Pressure Treated Fence Pickets – The southern yellow pine treated with pressure is one of the most popular woods use in the construction of fences. It is available, inexpensive, and has a long life if properly install. Most southern yellow pine trees treated with Quaternary Copper Alkaline. The process of “treating stress” involves soaking wood in chemicals and placing it in a pressure chamber. Pressure causes chemicals to penetrate wood. The retention rate only means how much chemicals store by wood. The higher the retention rate, the better the resistance to the element. Different external projects require different retention rates. Marine grade wood, used for docks or ships in salt water or brackish water, has a retention rate of 2.5. Acid wood, or wood placed on the ground, has a retention rate of 0.40. Use wood outdoors such as 2×4 and pickets a retention rate of 0.25.

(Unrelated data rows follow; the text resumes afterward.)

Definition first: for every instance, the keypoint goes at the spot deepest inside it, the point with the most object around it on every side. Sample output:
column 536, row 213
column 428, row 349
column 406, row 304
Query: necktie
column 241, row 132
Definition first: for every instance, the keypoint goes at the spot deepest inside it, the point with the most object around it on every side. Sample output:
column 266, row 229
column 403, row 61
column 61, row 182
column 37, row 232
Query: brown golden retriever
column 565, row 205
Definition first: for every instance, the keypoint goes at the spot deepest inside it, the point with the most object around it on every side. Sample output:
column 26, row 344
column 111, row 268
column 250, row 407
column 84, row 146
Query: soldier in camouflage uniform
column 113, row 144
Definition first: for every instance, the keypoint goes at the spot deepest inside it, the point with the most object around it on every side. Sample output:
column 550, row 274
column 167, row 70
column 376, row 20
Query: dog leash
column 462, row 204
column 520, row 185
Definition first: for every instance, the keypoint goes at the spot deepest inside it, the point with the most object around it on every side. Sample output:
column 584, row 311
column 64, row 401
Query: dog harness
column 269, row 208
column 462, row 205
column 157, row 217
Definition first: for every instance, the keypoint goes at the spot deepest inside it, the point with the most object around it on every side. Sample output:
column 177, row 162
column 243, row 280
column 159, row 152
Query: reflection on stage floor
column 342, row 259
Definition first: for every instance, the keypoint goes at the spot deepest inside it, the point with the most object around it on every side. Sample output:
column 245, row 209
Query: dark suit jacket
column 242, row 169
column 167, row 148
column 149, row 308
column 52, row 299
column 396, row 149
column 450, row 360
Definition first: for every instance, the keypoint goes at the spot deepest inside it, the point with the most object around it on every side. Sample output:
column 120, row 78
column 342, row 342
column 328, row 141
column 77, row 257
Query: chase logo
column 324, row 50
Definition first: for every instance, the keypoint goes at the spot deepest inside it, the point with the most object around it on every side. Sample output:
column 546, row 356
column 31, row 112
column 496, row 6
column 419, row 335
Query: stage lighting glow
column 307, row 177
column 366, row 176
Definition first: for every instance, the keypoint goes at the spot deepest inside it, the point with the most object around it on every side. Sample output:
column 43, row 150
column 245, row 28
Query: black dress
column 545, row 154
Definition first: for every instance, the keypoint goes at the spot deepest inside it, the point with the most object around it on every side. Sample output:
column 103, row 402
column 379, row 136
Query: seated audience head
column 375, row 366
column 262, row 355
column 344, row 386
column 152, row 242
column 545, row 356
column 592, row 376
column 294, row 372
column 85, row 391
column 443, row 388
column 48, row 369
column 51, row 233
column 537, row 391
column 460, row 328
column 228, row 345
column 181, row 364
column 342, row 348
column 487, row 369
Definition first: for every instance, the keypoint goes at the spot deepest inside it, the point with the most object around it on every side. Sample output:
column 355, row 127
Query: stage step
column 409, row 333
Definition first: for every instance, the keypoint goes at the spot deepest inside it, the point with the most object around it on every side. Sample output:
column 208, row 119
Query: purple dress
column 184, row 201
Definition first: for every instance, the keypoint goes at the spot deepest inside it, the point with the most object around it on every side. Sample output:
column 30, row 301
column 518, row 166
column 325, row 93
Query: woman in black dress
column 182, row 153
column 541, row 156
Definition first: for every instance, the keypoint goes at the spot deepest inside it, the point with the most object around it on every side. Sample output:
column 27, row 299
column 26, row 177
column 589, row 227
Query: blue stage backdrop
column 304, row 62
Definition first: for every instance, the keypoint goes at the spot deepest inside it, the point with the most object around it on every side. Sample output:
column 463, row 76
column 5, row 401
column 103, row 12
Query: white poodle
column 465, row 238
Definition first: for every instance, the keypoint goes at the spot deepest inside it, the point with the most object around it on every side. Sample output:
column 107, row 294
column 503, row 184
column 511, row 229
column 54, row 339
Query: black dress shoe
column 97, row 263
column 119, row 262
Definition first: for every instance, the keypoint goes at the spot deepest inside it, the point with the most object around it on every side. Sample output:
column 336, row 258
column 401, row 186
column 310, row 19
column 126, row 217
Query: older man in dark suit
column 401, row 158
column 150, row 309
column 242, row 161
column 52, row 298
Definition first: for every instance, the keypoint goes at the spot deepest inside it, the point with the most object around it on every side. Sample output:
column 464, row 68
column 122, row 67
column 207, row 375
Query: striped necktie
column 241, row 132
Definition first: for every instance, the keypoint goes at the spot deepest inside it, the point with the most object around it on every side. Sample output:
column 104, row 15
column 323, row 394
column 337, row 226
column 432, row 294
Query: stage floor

Wood looks the same and seems like a good way to reduce material costs. Unprocessed landscape wood to be placed on the ground around moisture. This will cause the wood to become weathered and brittle, and ultimately damage basic services. Pickets and 2×4 must be assessed for external use, or retention rates .25. They are not under class, this assessment is suitable for their use. You might want to pick up a picket one inch from the ground when install it so they don’t touch the ground directly. This will prevent pickets from absorbing moisture from the soil which causes swelling and decay. Even though you need the right retention rate, you don’t need to do it again.
Retention of 0.25 for the central NC area for pickets and 2×4. No need to spend time hunting wood with a higher retention rate and paying more for it. Some case when do so can cause violations. The EPA orders all marine, or wood, grade with a retention rate of 2.5 to place in brine or brackish water. If not, they can give you a fine. The level of chemicals is too high for normal use and can contaminate the surrounding soil and water sources. Building a fence make sure you get wood with the correct retention rate. The keyword is “right”, not too low and not too high. The retention rate in this article fits the Raleigh area in North Carolina. If you live in various parts of the country, you might want to check local building codes for retention rates in your area.